Langdurige zieke werknemer: wanneer is hij weer ‘echt’ hersteld?

Als een werknemer die langdurig (maar wel korter dan 2 jaar) arbeidsongeschikt is geweest weer volledig zijn eigen functie gaat uitoefenen en dat tenminste 4 weken vol houdt, dan gaat bij hernieuwde uitval opnieuw een periode van 2 jaar lopen. Dit is in de wet geregeld in artikel 7:629 lid 10 BW.

Omdat dit een risico meebrengt voor werkgevers, kiezen zij er soms voor om de werknemers die feitelijk hersteld zijn en dus alweer volledig aan het werk zijn in hun functie, toch nog gedurende enige tijd voor een laag percentage arbeidsongeschikt te laten om op deze manier ‘de duurzaamheid van hun herstel te testen’.

Door de werknemers voor een laag percentage arbeidsongeschikt te laten, proberen de werkgevers te voorkomen dat een nieuwe periode van 104 wachtweken gaat gelden indien de werknemer na 4 weken toch weer uitvalt.

Deze werkwijze is vanuit werkgeversperspectief begrijpelijk. Echter kan dit voor de werknemer in kwestie nadelig uitpakken. Diverse kantonrechters hebben hier inmiddels dan ook een oordeel over gegeven.

Kantonrechter Leeuwarden 16 oktober 2009 (LJN:BK1711):

Na een hartinfarct beschouwde de werkgever de werkneemster voor 95% hersteld. De werkgever paste een proefperiode van 6 maanden toe om de duurzaamheid van het herstel van de werkneemster te testen.

De werkgever voerde als reden voor de door haar gehanteerde proefperiode aan dat zij vreesde dat werkneemster haar functie op de lange duur (mede gelet op haar medische geschiedenis met knieklachten, hartfalen en problemen met het middenrif) mogelijk niet aan zou kunnen.

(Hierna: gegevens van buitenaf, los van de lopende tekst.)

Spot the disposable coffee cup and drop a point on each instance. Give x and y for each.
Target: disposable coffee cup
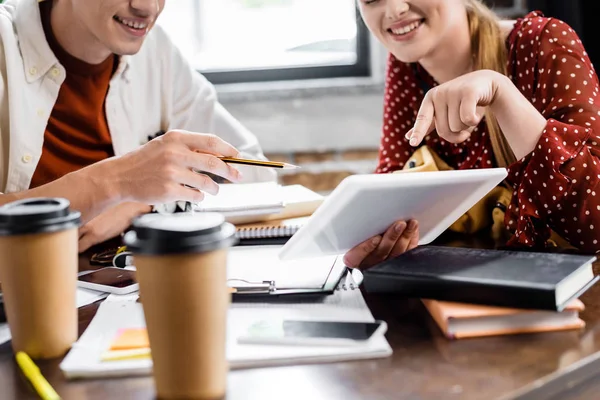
(38, 271)
(182, 272)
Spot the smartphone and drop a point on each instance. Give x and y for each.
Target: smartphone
(110, 280)
(312, 333)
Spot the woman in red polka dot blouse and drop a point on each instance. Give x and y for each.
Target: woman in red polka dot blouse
(458, 78)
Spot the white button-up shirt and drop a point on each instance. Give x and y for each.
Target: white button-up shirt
(151, 91)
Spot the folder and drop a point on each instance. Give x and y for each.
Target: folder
(257, 271)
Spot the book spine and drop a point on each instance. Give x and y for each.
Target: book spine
(461, 291)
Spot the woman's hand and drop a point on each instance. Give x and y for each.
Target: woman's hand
(110, 224)
(456, 107)
(399, 238)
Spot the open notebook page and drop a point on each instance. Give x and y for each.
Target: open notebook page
(260, 263)
(236, 197)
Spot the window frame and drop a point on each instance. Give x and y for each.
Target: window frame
(361, 68)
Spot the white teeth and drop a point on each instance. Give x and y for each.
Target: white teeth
(405, 29)
(132, 24)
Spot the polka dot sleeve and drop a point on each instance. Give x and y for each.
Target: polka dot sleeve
(401, 101)
(556, 185)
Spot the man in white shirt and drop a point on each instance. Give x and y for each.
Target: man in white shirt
(83, 86)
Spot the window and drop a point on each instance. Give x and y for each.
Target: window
(260, 40)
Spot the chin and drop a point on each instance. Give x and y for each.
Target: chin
(407, 57)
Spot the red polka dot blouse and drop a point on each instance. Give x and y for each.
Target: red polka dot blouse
(557, 185)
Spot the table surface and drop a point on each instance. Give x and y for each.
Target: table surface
(424, 364)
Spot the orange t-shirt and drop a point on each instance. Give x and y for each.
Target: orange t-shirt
(77, 133)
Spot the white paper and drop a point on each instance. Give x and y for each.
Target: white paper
(84, 297)
(256, 264)
(84, 358)
(127, 298)
(4, 333)
(243, 197)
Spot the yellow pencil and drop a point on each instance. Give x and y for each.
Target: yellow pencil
(258, 163)
(32, 372)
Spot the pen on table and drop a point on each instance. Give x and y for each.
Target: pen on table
(33, 374)
(258, 163)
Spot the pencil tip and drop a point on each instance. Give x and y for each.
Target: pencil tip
(290, 166)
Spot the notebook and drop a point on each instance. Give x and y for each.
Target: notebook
(243, 199)
(460, 321)
(258, 270)
(113, 318)
(297, 201)
(283, 228)
(531, 280)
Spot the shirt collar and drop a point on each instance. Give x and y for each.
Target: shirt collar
(38, 58)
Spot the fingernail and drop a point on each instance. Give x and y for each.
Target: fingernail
(400, 226)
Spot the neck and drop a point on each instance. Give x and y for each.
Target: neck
(73, 37)
(452, 57)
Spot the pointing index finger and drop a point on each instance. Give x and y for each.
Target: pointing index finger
(424, 122)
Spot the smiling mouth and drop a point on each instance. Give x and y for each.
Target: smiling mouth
(406, 29)
(141, 26)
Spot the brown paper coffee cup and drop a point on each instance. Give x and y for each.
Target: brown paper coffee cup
(182, 273)
(38, 271)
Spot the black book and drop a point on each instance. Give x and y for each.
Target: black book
(546, 281)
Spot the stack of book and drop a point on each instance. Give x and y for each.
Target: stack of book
(475, 293)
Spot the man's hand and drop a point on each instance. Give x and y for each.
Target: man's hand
(109, 224)
(399, 238)
(162, 171)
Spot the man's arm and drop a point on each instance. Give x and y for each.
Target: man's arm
(195, 108)
(158, 172)
(87, 193)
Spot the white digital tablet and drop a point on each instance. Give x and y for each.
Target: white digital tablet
(363, 206)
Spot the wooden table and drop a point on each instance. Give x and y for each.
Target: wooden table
(424, 365)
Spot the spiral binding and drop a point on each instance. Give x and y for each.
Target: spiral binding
(266, 232)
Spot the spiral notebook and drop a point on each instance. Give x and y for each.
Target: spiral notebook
(88, 358)
(284, 228)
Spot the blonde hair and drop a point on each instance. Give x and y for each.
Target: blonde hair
(489, 52)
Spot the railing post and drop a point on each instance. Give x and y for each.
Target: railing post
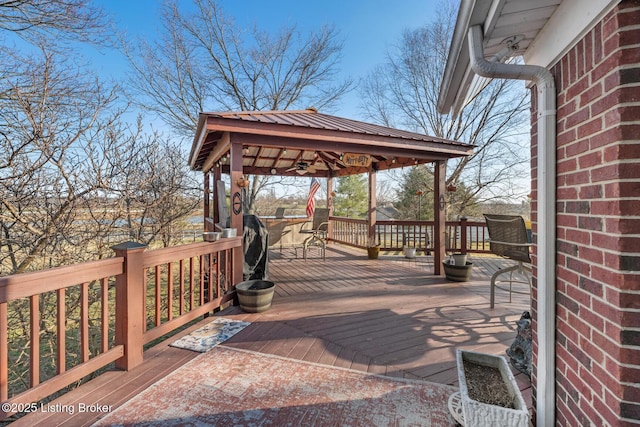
(463, 235)
(130, 294)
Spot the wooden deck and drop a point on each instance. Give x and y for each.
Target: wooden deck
(389, 316)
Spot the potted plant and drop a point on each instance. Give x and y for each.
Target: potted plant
(255, 296)
(489, 394)
(373, 249)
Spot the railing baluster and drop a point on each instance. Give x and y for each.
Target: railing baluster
(169, 291)
(84, 321)
(191, 280)
(210, 275)
(218, 275)
(145, 290)
(4, 353)
(181, 301)
(201, 279)
(104, 298)
(34, 352)
(61, 314)
(157, 305)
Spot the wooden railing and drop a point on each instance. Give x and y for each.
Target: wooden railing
(460, 236)
(61, 325)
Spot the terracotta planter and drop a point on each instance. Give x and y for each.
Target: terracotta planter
(255, 296)
(409, 253)
(459, 259)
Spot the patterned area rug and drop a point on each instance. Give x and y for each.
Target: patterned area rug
(210, 335)
(230, 387)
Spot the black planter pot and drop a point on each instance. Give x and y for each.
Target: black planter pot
(457, 273)
(255, 296)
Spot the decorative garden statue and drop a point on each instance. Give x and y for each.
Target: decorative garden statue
(520, 350)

Het advies van de bedrijfsarts bevatte echter geen aanwijzing dat de vrees van de werkgever ten aanzien van de duurzaamheid van het herstel van de werkneemster gegrond zou kunnen zijn. Ook was de proefperiode niet op advies van, dan wel in overleg met, de bedrijfsarts gehanteerd.

Pas na afloop van voornoemde proefperiode had de werkgever de werkneemster volledig hersteld gemeld. Vervolgens viel de werkneemster binnen 4 weken na deze herstelmelding opnieuw uit, maar wegens een andere oorzaak. De werkgever stelde zich op het standpunt dat de maximale loondoorbetalingtermijn inmiddels verstreken was.

De kantonrechter kwam tot de conclusie dat het aannemelijk was dat de werkneemster na haar ziekte in staat was haar arbeid volledig uit te voeren. Dat de werkneemster feitelijk niet volledig werkte, deed hier volgens de kantonrechter niet aan af omdat de reden hiervoor was dat de werkgever haar niet volledig had ingeroosterd.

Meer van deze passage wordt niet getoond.